My father dumped me and my sisters like we were junk mail, just because we weren’t boys. When I got older, I made sure he regretted it in a way he never saw coming, which included lawyers and courtrooms. I’m 19 now, and I can still remember the first time I realized my father didn’t love me.
His lack of love for me and my sisters is what eventually led me to force him to see us for who we are, the only way I knew how. I remember the first time it dawned on me that Dad didn’t love me. I must’ve been five or six, sitting on the living room couch with a popsicle dripping down my hand.
I remember staring at the family pictures on the mantle and the way Dad looked at me in the hospital photos. He wasn’t angry or sad, just blank, like I was a mistake he couldn’t return. I’m the oldest of five.
My name’s Hannah. Then came Rachel, then Lily, then Ava. Four girls, one after the other.
And to Dad, that was a problem. Dad wanted a son and never hid it.
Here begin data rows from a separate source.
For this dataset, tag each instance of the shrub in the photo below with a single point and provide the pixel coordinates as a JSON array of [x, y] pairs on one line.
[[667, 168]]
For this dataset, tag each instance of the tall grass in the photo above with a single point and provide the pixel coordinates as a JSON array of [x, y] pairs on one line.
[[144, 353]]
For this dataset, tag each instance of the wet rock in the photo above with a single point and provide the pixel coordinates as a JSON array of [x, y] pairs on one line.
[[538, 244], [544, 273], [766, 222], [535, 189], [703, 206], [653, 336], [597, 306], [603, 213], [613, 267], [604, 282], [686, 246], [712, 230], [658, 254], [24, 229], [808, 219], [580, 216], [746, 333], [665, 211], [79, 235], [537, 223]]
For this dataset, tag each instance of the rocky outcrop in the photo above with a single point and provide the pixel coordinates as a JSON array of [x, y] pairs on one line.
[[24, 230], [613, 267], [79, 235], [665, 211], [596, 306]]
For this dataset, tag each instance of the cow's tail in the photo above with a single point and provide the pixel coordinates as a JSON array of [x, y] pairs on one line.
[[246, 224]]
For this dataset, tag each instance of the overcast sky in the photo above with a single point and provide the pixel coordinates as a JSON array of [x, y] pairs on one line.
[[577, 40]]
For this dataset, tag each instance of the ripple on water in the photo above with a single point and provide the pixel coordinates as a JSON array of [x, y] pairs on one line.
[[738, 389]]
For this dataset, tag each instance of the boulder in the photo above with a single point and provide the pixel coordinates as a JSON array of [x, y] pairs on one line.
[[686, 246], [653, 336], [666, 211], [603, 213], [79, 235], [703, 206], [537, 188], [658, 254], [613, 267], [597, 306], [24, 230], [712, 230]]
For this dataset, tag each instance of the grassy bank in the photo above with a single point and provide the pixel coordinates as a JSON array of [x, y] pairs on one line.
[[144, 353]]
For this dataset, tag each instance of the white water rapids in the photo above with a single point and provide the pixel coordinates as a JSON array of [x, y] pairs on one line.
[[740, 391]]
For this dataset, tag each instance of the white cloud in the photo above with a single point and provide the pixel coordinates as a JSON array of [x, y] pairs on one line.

He told Mom right after I was born, apparently, in the hospital, “Don’t get too attached.
We’ll try again.” He never said it in front of us, but you could feel it in everything he didn’t say. No hugs, no “I’m proud of you,” just silence and cold stares. Each time Mom had a new baby and it turned out to be another girl, he grew more bitter.
By the time Ava was born, the resentment in our house was thick enough to choke on. And so he found a solution: out of sight, out of mind. Dad started dropping us off with Grandma Louise one by one because we “didn’t count.” I was the first, a few months before my first birthday.
Then Rachel, Lily, and Ava. He’d wait a few months, long enough to keep up appearances, then pack a bag and drop us off like forgotten donations at a thrift store. Grandma never fought him.
Not because she didn’t love us, she did, but because she was afraid of stirring the pot. “I didn’t want to risk him cutting off all contact,” she once admitted, clutching one of Ava’s old blankets. “I thought maybe, someday, he’d come around.”
Mom didn’t stop him either.
Looking back, I don’t think she had the fight in her. She married young, dropped out of college to be a wife, and when Dad told her what to do, she did it, no questions asked. I think part of her resented us too, not because we were girls, but because we kept showing up in her life when she wasn’t ready to be a mother.
She didn’t seem to hate us; she just didn’t seem to want us. We grew up in Grandma Louise’s quiet little house, where she made cookies when we were sick and tucked us in with bedtime stories. She never raised her voice, and the only photos of us as babies were the ones she took herself.
And whenever our birthdays rolled around, she made four little cakes, one for each of us, every time. We didn’t hear from Mom or Dad much. The occasional birthday card signed “Love, Dad and Mom” with no message inside.
I used to sleep with them under my pillow, pretending the words had just been erased by accident. Then one night, when I was nine, Grandma’s phone rang while she was in the kitchen. I remember her shoulders tensing.